Nestes termos e nos mais de Direito que V. Exa. doutamente suprirá deve, a presente acção, ser julgada provada e procedente, sendo proferida decisão que ponha termo à indivisão do prédio identificado nesta petição, quer através da venda do mesmo com a repartição do respectivo valor (produto da venda), ou da adjudicação a qualquer dos consortes devendo este proceder ao pagamento correspondente ao outro comproprietário.” Citada a Ré veio a mesma apresentar contestação nos seguintes moldes:
“1. Os artigos 1.º, 2.º, 3.º, 4.º e 7.º da matéria alegada pelo A./Requerente corresponde à verdade, com a precisão de que o prédio urbano em causa foi adquirido por ambos em 29-01-2002, quando os dois ainda eram solteiros, como aliás consta da referida escritura, já junta aos autos.
2. No que toca à matéria do art.º 6.º da petição, a Requerida pretende que o imóvel não seja objecto de divisão, opondo-se à pretensão ali manifestada pelo Requerente, pelos motivos que passará a expor.
3. Requerente e Requerida, algum tempo depois de terem adquirido o imóvel aqui em causa, foram casados entre si, tendo anos mais tarde o casamento sido dissolvido por divórcio por, sentença do Juízo de Família e Menores ... proferida em 26 de janeiro de 2021.
4. Deste casamento nasceram três filhos, CC atualmente com 18 anos, DD agora com 15 anos e EE este com 12 anos, conforme se vê dos respetivos assentos de nascimento que se juntam e cujo teor se dá por integralmente reproduzido para todos os efeitos legais.
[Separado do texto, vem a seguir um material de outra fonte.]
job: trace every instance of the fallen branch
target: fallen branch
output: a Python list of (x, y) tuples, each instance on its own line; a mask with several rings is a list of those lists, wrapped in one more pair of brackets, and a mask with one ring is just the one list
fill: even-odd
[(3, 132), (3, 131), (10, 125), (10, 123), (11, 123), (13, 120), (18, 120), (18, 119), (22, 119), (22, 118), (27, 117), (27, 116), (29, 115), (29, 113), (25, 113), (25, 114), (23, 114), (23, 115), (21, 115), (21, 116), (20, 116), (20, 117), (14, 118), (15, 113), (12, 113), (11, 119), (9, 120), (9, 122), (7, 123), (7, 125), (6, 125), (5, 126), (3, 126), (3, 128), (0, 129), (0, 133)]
Docs. 1 a 3.
5. Desde que adquiriram o imóvel até à data da separação e divórcio, foi no prédio urbano aqui em causa que a família – Requerente, Requerida e os três filhos – estabeleceu a sua casa de morada.
6. A rotura do relacionamento entre os progenitores a que o divórcio pôs fim, levou a que o aqui Requerente tivesse saído de casa, onde a Requerida continuou a residir com os três filhos, ficando os menores a residir com a mãe como progenitor guardião e o pai com o direito de visitas.
7. Este facto – o Requerente ter saído de casa – não eliminou por completo os litígios entre os progenitores, sendo que o pai das crianças tem continuado com atitudes e comportamentos, no mínimo pouco recomendáveis, que têm vindo a pôr em causa o relacionamento dos filhos com o pai, e a causar na ora Requerida grande instabilidade emocional, muitas arrelias e mesmo enormes preocupações relativamente à saúde mental das crianças.
8. Neste momento as crianças não querem estar com o pai, tendo o Juízo de Família e Menores determinado que as visitas do pai com as crianças deverão ser feitas com a supervisão da Associação ....
9. A Requerida no imóvel aqui objecto da ação é uma casa com todas as condições, desafogada, com ... e ... andar, com quartos individuais para cada uma das crianças e onde sempre viveram desde a nascença.
10. Desde que o Requerente saiu de casa tem sido a Requerida quem tem pago a totalidade da mensalidade ao Banco para amortização do empréstimo contraído por ambos quando da aquisição.
11. É do conhecimento geral e público que em (...) se verifica uma grande carência de casas de habitação e, as que estão no mercado, com condições idênticas à que aqui está em causa, são muito caras.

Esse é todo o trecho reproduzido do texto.